Records in the two databases appear quite different in content. Beyond the basics listed in the previous paragraph, EBSCOhost provides subject terms specific to the specific article or record, keywords supplied by the author, an abstract (usually), and “author affiliations”—institutions the author(s) may be associated with. A few additional fields such as the publisher’s logo make infrequent appearances in the records. In EBSCOhost, all of the subject terms and author’s keywords are hyperlinked. ProQuest gives more publication information about the specific resources including the country of publication, city of publication, publisher, number of pages (rather than just the page range), former titles of the journal (if there are any), the last update to the record, and subjects for the publication (rather than the specific article). The publication subjects are hyperlinked as is the volume number for the journal—providing quick access to the other articles in the same volume.

Advanced searches: Both PAO and ASC allow advanced searches using the Boolean operators AND, OR, and NOT, as well as truncation, wildcards, proximity searches. Both also allow searching specific fields: ASC provides seventeen fields in the drop-down list while PAO offers hundreds to choose from (unfortunately, this seems to be the entire possible list for any database, though most only use a fraction of the fields). ASC allows quotations for phrases and exact terms while PAO uses quotations and “exact” to indicate an exact phrase. PAO also allows command line entry of number range operators to indicate “greater than” or “less than” type information in fields such as dates.

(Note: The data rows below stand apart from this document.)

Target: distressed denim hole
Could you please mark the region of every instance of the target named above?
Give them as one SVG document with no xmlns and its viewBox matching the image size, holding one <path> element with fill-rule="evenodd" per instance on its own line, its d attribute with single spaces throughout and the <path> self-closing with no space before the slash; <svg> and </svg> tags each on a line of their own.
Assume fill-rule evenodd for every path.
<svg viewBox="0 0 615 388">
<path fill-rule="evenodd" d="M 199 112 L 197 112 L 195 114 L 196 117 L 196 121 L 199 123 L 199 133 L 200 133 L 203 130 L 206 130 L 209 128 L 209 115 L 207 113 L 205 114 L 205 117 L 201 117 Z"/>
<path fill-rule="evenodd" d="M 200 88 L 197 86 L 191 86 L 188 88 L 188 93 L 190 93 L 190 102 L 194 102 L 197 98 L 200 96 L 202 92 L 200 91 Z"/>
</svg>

Limiters: Both databases allow the user to limit based upon peer review, publication date, source type (and document type in PAO, which still falls under source type in ASC), publication, and language. PAO also allows limiting by publication subject. ASC allows additional limiters based upon subject (article-level), publisher, company, geography, and NAICS/industry. Limiters may be combined in both databases.

Controlled vocabulary: ASC provides access to the subject terms—the thesaurus—through a link at the top of the search page. A search box allows the user to navigate the full thesaurus with the traditional features like broader and narrower terms, “use”, and “used for.” PAO doesn’t provide a thesaurus.

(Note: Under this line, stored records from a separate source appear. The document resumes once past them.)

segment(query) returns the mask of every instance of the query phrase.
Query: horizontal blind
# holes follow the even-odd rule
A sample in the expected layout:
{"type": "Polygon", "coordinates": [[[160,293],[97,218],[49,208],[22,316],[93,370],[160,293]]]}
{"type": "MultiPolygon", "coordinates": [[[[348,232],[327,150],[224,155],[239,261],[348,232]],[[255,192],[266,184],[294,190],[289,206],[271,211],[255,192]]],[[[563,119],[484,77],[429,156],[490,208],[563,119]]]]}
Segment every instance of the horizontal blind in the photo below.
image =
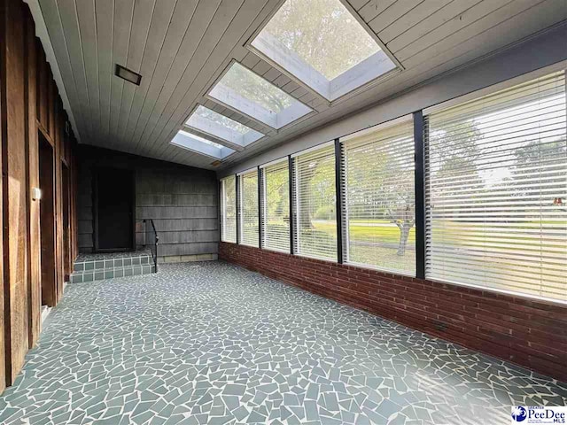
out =
{"type": "Polygon", "coordinates": [[[295,252],[337,261],[335,148],[293,158],[295,252]]]}
{"type": "Polygon", "coordinates": [[[425,119],[426,275],[567,301],[565,75],[425,119]]]}
{"type": "Polygon", "coordinates": [[[237,178],[221,181],[221,240],[237,243],[237,178]]]}
{"type": "Polygon", "coordinates": [[[290,176],[288,161],[261,168],[262,247],[290,251],[290,176]]]}
{"type": "Polygon", "coordinates": [[[240,243],[258,246],[258,171],[252,170],[238,175],[238,200],[240,203],[240,243]]]}
{"type": "Polygon", "coordinates": [[[341,139],[346,262],[416,274],[411,120],[341,139]]]}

Sorting (search results): EBSCOhost’s ASC allows one to sort results by date (oldest or newest), author, source and relevance. ProQuest’s PAO, on the other hand, does not offer sort options from the search results page—though, sort options may be chosen before a search from the advanced search page.

Command line searching: Command line searching is possible in both databases, allowing a person to search multiple fields using field codes and operators easier than using a set of drop-down options from a search box. In ASC, for example, one could search for “ SU theology AND (TI Trinity OR (TI Christology AND TI Spirit)) ”—SU being “subject” and TI being “title.” This type of search could be impossible to create using individual search boxes and the drop-down operators provided in the interface. One important difference between the two databases here is that while both allow command line searching in the advanced search page, PAO also offers a specific command line search page. There, PAO offers a larger box in which to type, but also allows “iterative searching”—the ability to run one search followed by another. Multiple search strings may be entered on the command line search page in PAO.

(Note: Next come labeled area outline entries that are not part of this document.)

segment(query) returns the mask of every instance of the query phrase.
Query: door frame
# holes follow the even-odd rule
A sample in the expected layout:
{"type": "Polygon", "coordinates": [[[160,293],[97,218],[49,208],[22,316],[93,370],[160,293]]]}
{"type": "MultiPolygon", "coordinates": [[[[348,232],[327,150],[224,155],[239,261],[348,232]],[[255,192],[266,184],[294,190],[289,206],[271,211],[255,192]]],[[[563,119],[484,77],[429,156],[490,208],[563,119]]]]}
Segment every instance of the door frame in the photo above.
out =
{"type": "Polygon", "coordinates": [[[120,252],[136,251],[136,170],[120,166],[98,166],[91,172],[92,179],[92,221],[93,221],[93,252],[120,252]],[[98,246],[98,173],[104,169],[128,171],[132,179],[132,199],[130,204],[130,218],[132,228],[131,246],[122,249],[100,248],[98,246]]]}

Different databases and database providers may provided the same or similar content, but each database presents that content in slightly different ways. Record fields will play a large role in how a person may find a resource: they set the range of information that may be searched (ignoring full-text searches at this point). For a person to find and use the right information, they must be able to access it. Giving thought to the content and structure of individual databases will aid a researcher in that process.